Classification of incommensurables: Book 10 Proposition 106
Translations
Ἡ τῇ μετὰ ῥητοῦ μέσον τὸ ὅλον ποιούσῃ σύμμετρος μετὰ ῥητοῦ μέσον τὸ ὅλον ποιοῦσά ἐστιν. Ἔστω μετὰ ῥητοῦ μέσον τὸ ὅλον ποιοῦσα ἡ ΑΒ καὶ τῇ ΑΒ σύμμετρος ἡ ΓΔ: λέγω, ὅτι καὶ ἡ ΓΔ μετὰ ῥητοῦ μέσον τὸ ὅλον ποιοῦσά ἐστιν. Ἔστω γὰρ τῇ ΑΒ προσαρμόζουσα ἡ ΒΕ: αἱ ΑΕ, ΕΒ ἄρα δυνάμει εἰσὶν ἀσύμμετροι ποιοῦσαι τὸ μὲν συγκείμενον ἐκ τῶν ἀπὸ τῶν ΑΕ, ΕΒ τετραγώνων μέσον, τὸ δ' ὑπ' αὐτῶν ῥητόν. καὶ τὰ αὐτὰ κατεσκευάσθω. ὁμοίως δὴ δείξομεν τοῖς πρότερον, ὅτι αἱ ΓΖ, ΖΔ ἐν τῷ αὐτῷ λόγῳ εἰσὶ ταῖς ΑΕ, ΕΒ, καὶ σύμμετρόν ἐστι τὸ συγκείμενον ἐκ τῶν ἀπὸ τῶν ΑΕ, ΕΒ τετραγώνων τῷ συγκειμένῳ ἐκ τῶν ἀπὸ τῶν ΓΖ, ΖΔ τετραγώνων, τὸ δὲ ὑπὸ τῶν ΑΕ, ΕΒ τῷ ὑπὸ τῶν ΓΖ, ΖΔ: ὥστε καὶ αἱ ΓΖ, ΖΔ δυνάμει εἰσὶν ἀσύμμετροι ποιοῦσαι τὸ μὲν συγκείμενον ἐκ τῶν ἀπὸ τῶν ΓΖ, ΖΔ τετραγώνων μέσον, τὸ δ' ὑπ' αὐτῶν ῥητόν. Ἡ ΓΔ ἄρα μετὰ ῥητοῦ μέσον τὸ ὅλον ποιοῦσά ἐστιν: ὅπερ ἔδει δεῖξαι.

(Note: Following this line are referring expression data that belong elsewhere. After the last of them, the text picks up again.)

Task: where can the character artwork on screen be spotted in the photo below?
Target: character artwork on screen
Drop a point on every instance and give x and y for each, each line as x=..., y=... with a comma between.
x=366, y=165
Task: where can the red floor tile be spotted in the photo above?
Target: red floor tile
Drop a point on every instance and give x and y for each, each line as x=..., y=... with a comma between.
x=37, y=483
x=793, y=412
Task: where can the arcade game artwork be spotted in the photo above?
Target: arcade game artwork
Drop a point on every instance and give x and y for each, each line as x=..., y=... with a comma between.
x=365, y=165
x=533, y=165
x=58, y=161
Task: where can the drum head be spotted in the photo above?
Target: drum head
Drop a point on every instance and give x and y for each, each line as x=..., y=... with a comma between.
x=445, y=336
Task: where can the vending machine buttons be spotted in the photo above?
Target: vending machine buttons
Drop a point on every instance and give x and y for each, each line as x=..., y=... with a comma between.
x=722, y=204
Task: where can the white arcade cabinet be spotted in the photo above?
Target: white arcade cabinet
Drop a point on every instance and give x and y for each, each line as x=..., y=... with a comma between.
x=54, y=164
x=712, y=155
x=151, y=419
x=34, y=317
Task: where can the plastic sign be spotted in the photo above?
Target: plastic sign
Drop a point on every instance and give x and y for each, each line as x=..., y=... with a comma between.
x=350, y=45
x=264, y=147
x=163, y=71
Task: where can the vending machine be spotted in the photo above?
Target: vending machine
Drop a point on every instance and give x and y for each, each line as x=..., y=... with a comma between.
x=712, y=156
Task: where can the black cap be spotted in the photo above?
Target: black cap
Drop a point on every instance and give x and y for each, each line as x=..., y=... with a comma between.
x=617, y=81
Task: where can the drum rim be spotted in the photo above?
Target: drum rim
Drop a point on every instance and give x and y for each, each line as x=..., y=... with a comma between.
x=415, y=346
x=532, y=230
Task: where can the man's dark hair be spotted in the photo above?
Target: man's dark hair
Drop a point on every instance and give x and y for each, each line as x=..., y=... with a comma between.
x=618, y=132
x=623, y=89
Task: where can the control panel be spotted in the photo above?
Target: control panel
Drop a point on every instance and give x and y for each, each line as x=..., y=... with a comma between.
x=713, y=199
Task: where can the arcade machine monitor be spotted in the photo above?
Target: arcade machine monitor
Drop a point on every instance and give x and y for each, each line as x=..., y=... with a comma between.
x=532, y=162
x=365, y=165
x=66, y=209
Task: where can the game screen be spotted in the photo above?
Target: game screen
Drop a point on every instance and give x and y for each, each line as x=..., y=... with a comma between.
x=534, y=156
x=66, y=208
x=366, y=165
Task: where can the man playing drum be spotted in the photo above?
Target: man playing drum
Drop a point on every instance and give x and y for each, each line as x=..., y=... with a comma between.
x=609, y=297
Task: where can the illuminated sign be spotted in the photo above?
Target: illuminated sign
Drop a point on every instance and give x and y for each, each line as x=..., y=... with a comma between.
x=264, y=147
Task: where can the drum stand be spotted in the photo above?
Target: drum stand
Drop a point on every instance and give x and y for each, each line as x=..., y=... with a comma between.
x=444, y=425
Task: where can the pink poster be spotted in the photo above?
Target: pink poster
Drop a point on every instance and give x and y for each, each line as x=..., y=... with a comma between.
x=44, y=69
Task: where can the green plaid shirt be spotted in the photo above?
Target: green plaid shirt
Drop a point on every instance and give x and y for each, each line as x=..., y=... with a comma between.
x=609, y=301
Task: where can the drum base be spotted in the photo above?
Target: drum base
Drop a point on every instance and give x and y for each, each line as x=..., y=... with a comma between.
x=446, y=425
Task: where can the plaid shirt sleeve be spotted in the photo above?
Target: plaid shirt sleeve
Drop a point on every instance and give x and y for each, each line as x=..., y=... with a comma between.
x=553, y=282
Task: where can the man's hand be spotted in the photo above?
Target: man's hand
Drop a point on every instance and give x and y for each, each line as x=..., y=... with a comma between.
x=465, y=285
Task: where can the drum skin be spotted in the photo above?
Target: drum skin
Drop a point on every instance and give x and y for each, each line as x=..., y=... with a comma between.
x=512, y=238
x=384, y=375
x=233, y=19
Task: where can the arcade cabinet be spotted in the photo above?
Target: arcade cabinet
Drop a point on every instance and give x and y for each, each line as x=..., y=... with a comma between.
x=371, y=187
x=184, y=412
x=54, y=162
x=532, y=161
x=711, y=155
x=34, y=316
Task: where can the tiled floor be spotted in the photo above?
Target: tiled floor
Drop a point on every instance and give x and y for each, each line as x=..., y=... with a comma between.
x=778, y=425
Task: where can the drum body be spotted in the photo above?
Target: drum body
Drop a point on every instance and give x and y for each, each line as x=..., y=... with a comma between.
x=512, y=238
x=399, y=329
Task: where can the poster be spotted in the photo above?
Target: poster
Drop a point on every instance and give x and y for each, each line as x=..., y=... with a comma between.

A straight line commensurable with that which produces with a rational area a medial whole is a straight line which produces with a rational area a medial whole. Let AB be a straight line which produces with a rational area a medial whole, and CD commensurable with AB; I say that CD is also a straight line which produces with a rational area a medial whole. For let BE be the annex to AB; therefore AE, EB are straight lines incommensurable in square which make the sum of the squares on AE, EB medial, but the rectangle contained by them rational. [X. 77] Let the same construction be made. Then we can prove, in manner similar to the foregoing, that CF, FD are in the same ratio as AE, EB, the sum of the squares on AE, EB is commensurable with the sum of the squares on CF, FD, and the rectangle AE, EB with the rectangle CF, FD; so that CF, FD are also straight lines incommensurable in square which make the sum of the squares on CF, FD medial, but the rectangle contained by them rational.